The sergeant snorted. “Won’t be any more trains passing through here, boy. Doesn’t he realize that?”
“No suh. We done met ev’ry train da past fo’ years, unloadin’ de wounded and taking ’em to this here hospital. He gestured at the many buildings behind him. “Johnny’s got gentle han’s. Soljers love ’im.”

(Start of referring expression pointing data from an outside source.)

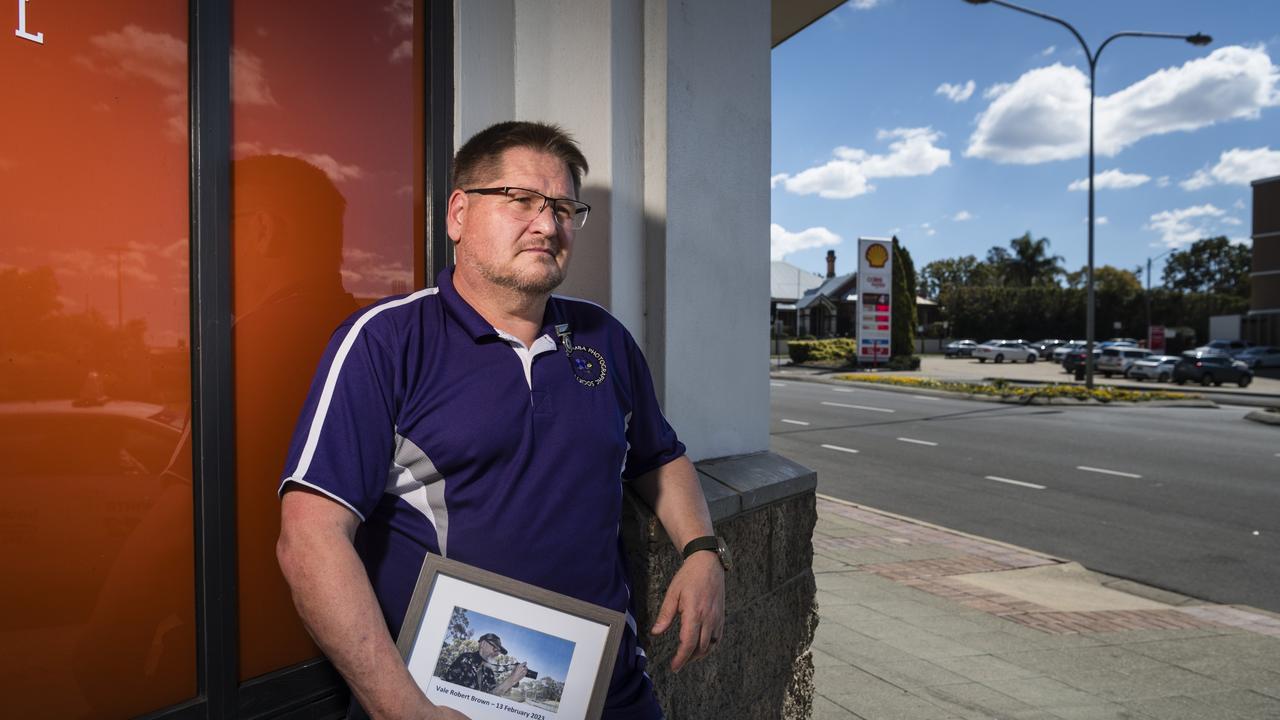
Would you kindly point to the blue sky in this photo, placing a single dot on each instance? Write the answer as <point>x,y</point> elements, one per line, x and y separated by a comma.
<point>545,654</point>
<point>959,127</point>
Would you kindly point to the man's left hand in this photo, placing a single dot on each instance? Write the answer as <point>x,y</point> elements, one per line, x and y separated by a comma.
<point>696,593</point>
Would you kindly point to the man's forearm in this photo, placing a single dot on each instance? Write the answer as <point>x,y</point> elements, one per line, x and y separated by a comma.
<point>677,500</point>
<point>337,605</point>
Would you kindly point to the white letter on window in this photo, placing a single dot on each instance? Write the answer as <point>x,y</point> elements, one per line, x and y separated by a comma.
<point>22,24</point>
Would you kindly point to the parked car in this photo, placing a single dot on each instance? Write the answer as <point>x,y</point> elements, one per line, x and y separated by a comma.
<point>1211,368</point>
<point>1261,356</point>
<point>1232,347</point>
<point>1116,359</point>
<point>1045,347</point>
<point>999,351</point>
<point>959,349</point>
<point>1074,360</point>
<point>1060,351</point>
<point>1153,368</point>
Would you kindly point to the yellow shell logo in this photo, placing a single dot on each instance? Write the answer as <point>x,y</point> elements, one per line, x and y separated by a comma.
<point>877,255</point>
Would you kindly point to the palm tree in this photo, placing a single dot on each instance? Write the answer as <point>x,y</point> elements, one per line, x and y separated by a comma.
<point>1031,264</point>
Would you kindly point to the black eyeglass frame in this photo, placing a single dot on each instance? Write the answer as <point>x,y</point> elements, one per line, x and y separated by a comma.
<point>579,206</point>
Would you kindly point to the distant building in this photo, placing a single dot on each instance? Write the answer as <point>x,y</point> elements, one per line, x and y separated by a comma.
<point>787,285</point>
<point>1262,323</point>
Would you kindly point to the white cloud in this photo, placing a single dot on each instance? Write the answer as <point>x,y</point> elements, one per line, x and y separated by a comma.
<point>1185,226</point>
<point>849,174</point>
<point>956,92</point>
<point>996,90</point>
<point>784,242</point>
<point>1110,180</point>
<point>1237,167</point>
<point>1043,115</point>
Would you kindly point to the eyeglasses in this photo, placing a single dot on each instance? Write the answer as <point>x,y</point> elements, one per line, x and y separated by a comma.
<point>524,205</point>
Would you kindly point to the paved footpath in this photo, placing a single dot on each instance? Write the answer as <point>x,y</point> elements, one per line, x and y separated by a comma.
<point>920,623</point>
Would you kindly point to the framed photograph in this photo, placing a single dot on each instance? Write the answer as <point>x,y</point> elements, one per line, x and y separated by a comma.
<point>493,647</point>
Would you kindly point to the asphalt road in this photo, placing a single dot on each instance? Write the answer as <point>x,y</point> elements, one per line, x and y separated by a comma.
<point>1176,497</point>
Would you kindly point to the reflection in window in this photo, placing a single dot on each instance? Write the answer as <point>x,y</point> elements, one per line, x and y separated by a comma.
<point>96,541</point>
<point>325,201</point>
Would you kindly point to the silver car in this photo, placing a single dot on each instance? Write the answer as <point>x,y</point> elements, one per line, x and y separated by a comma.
<point>1153,368</point>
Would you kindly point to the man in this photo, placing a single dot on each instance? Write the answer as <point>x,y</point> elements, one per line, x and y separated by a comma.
<point>474,669</point>
<point>493,423</point>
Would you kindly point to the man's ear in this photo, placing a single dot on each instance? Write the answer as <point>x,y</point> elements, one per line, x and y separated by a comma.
<point>455,215</point>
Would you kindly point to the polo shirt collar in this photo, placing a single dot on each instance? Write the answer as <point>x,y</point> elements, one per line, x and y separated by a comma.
<point>465,315</point>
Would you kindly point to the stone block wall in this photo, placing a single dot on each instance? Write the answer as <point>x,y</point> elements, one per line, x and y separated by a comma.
<point>764,507</point>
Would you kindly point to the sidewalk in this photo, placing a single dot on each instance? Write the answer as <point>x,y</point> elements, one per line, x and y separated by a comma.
<point>920,623</point>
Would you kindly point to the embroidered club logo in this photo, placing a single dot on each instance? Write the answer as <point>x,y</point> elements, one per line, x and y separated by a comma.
<point>589,365</point>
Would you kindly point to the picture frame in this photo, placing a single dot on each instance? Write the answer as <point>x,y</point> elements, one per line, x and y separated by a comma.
<point>467,632</point>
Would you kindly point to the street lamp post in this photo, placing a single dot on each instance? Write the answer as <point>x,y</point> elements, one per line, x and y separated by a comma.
<point>1148,290</point>
<point>1198,39</point>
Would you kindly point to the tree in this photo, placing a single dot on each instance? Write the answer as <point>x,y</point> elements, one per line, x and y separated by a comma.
<point>903,318</point>
<point>1212,264</point>
<point>1031,264</point>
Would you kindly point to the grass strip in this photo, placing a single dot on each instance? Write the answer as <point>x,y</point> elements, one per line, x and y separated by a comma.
<point>1004,388</point>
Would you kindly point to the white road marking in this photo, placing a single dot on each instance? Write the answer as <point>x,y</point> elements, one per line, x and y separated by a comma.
<point>999,479</point>
<point>858,406</point>
<point>1105,472</point>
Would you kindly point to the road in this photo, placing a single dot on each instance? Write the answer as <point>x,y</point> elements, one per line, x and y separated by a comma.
<point>1184,499</point>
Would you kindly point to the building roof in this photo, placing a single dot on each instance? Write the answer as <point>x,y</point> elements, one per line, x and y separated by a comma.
<point>787,282</point>
<point>836,290</point>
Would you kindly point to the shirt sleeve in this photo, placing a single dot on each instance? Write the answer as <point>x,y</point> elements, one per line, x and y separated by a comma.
<point>652,441</point>
<point>346,433</point>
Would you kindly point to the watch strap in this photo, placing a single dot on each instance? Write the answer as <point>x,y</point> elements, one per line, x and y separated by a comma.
<point>705,542</point>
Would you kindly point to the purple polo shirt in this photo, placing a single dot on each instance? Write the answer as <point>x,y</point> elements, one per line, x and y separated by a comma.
<point>447,436</point>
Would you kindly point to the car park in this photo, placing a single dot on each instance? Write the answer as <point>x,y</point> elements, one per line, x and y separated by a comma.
<point>1116,359</point>
<point>1002,350</point>
<point>1060,351</point>
<point>1153,368</point>
<point>1074,360</point>
<point>1261,356</point>
<point>1211,368</point>
<point>1232,347</point>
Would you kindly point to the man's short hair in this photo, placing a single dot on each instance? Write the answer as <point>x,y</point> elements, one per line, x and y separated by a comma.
<point>478,160</point>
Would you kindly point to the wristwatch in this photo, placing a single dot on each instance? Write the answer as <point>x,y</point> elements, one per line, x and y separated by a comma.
<point>713,543</point>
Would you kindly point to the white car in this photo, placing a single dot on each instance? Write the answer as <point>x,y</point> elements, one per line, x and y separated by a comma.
<point>1153,368</point>
<point>1002,350</point>
<point>1261,356</point>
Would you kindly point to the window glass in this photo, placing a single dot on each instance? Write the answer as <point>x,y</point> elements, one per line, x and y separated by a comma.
<point>96,540</point>
<point>327,201</point>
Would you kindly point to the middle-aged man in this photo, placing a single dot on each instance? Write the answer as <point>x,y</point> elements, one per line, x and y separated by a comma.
<point>493,423</point>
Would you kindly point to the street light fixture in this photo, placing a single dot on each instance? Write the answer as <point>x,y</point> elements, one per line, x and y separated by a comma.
<point>1198,40</point>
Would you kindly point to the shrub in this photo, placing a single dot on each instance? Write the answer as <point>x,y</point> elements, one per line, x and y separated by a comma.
<point>832,350</point>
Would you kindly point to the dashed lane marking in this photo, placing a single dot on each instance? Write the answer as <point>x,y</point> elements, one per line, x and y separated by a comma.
<point>999,479</point>
<point>859,406</point>
<point>1105,472</point>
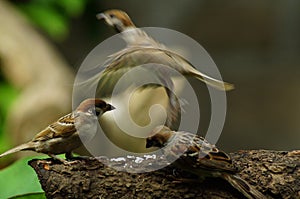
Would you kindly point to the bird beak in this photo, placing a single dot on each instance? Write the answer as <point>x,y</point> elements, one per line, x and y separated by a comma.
<point>101,16</point>
<point>110,108</point>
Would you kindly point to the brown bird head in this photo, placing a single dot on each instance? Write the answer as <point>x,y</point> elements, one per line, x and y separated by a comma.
<point>94,106</point>
<point>160,137</point>
<point>118,19</point>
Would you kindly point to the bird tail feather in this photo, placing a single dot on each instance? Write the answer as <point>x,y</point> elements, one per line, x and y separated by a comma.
<point>242,186</point>
<point>213,82</point>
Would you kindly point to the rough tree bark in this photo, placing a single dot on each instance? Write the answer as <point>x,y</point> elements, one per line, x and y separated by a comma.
<point>275,173</point>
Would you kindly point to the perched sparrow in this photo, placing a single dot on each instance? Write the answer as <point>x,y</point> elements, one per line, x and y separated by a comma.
<point>65,135</point>
<point>194,154</point>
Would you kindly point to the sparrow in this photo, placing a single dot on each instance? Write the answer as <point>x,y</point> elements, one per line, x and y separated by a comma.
<point>196,155</point>
<point>143,49</point>
<point>68,132</point>
<point>138,41</point>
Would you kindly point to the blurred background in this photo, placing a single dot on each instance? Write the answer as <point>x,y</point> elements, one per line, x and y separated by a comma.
<point>256,46</point>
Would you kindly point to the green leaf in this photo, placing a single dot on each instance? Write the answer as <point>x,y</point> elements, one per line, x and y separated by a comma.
<point>47,18</point>
<point>18,179</point>
<point>72,7</point>
<point>31,196</point>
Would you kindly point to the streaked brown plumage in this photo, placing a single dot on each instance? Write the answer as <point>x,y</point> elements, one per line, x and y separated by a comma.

“What does he think my men are doing? How does he think a train will arrive without track?”
“He don’ understand, suh.”
“You mean he’s an idiot.” A short laugh burst from puffed lips.
Joshua pulled himself to his full 6-foot stature. “Not idiot,” he insisted. “Jest not growed up here.” He tapped a finger to his temple before shrinking back into his former servile posture.
“So Miss Emily bought you to babysit her son. How convenient. Quite the southern mother, I’m sure.”
“Miz Emily cain’t chop firewood or carry injured men from da train. That be man work. Johnny an’ me be doin’ da man work. Miz Emily cook fer da soljers. I allays stay by Johnny.”
“That’s her problem now. Don’t you understand you have the freedom to leave and find your own family, boy? Your real family. You can choose for yourself now.”
“I unnerstand, suh. I kin go and I kin stay. I chooses to stay. Suh.”